The paper is now not in sheets, but in a long web like a web of cloth. It passes between felt-covered rollers to press out all the water possible, then over steam-heated cylinders to be dried, finally going between cold iron rollers to be made smooth, and is wound on a reel, trimmed and cut into sheets of whatever size is desired. The finest note papers are

not finished in this way, but are partly dried, passed through a vat of thin glue, any excess being squeezed off by rollers, then cut into sheets, and hung up to dry thoroughly at their leisure.

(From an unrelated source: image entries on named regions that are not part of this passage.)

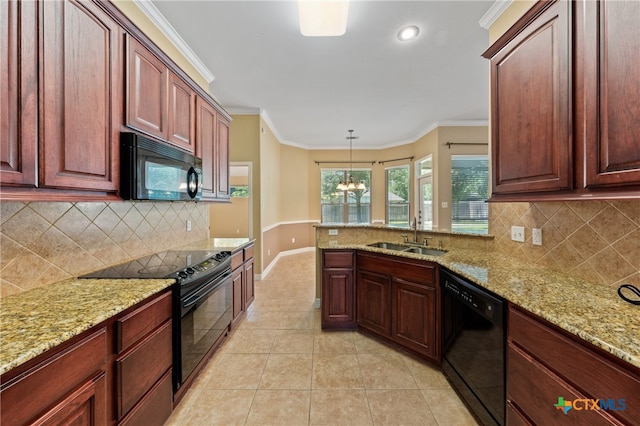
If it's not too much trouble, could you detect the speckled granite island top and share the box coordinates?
[319,244,640,368]
[0,279,175,374]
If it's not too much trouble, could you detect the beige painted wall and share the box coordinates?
[111,0,209,92]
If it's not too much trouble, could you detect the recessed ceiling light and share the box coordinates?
[298,0,349,37]
[398,25,420,41]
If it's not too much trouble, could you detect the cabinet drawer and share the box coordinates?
[120,369,173,426]
[357,252,436,285]
[322,250,354,269]
[509,308,640,423]
[507,346,613,426]
[0,328,107,425]
[116,321,172,419]
[231,250,244,270]
[116,292,171,353]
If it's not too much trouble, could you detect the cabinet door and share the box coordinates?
[127,36,169,140]
[485,1,573,194]
[576,1,640,187]
[214,115,229,198]
[196,96,218,198]
[0,1,38,186]
[322,268,356,329]
[391,278,439,359]
[168,73,196,153]
[244,259,255,310]
[39,0,122,191]
[33,372,107,426]
[356,271,391,336]
[231,267,244,323]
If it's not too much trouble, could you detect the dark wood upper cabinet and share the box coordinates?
[127,36,169,139]
[483,0,640,201]
[39,1,122,191]
[168,73,196,152]
[0,1,38,187]
[196,96,218,198]
[576,1,640,188]
[484,1,572,194]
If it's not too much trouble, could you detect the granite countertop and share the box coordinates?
[0,238,255,374]
[0,279,175,374]
[318,244,640,368]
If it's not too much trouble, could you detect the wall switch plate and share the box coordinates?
[511,226,524,243]
[531,228,542,246]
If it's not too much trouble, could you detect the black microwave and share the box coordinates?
[120,132,202,201]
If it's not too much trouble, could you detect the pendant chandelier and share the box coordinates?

Paper made of properly prepared linen and cotton is by far the best, but there are so many new uses for paper that there are not rags enough in the world to make nearly what is needed. There are scores of newspapers and magazines where there used to be one; and as for paper bags and cartons and boxes, there is no limit to their number and variety. A single manufacturer of pens and pencils calls for four thousand different sorts and sizes of boxes. School-children's use of paper instead of slates, the fashion of wrapping Christmas gifts in white tissue, and the invention of the low-priced cameras have increased enormously the amount of paper called for. In the attempt to supply the demand all sorts of materials have been used, such as hemp, old rope, peat, the stems of flax, straw, the Spanish and African esparto grass, and especially wood; but much more paper is made of wood than of all the rest together. Poplar, gum, and chestnut trees, and especially those trees which bear cones, such as the spruce, fir, balsam, and pine are used. There are two methods of manufacturing wood pulp; the mechanical, by grinding up the wood, and the chemical, by treating it chemically. By the mechanical method the wood is pressed against a large grindstone which revolves at a high speed. As fast as the wood is ground off, it is washed away by a

current of water, and strained through a shaking sieve and a revolving screen which drives out part of the water by centrifugal force. In a great vat of pulp a drum covered with wire cloth revolves, and on it a thin sheet of pulp settles. Felting, pressed against this sheet, carries it onward through rolls. The sheets are pressed between coarse sacking. Such paper is very poor stuff. In its manufacture the fiber of the wood is so ground up that it has little strength. It is used for cardboard, cartons, and packing-papers. Unfortunately, it is also used for newspapers; and while it is a good thing for some of them to drop to pieces, it is a great loss not to have the others permanent. When we wish to know what people thought about any event fifty years ago, we can look back to the papers of that time; but when people fifty years from now wish to learn what we thought, many of the newspapers will have fallen to pieces long before that time.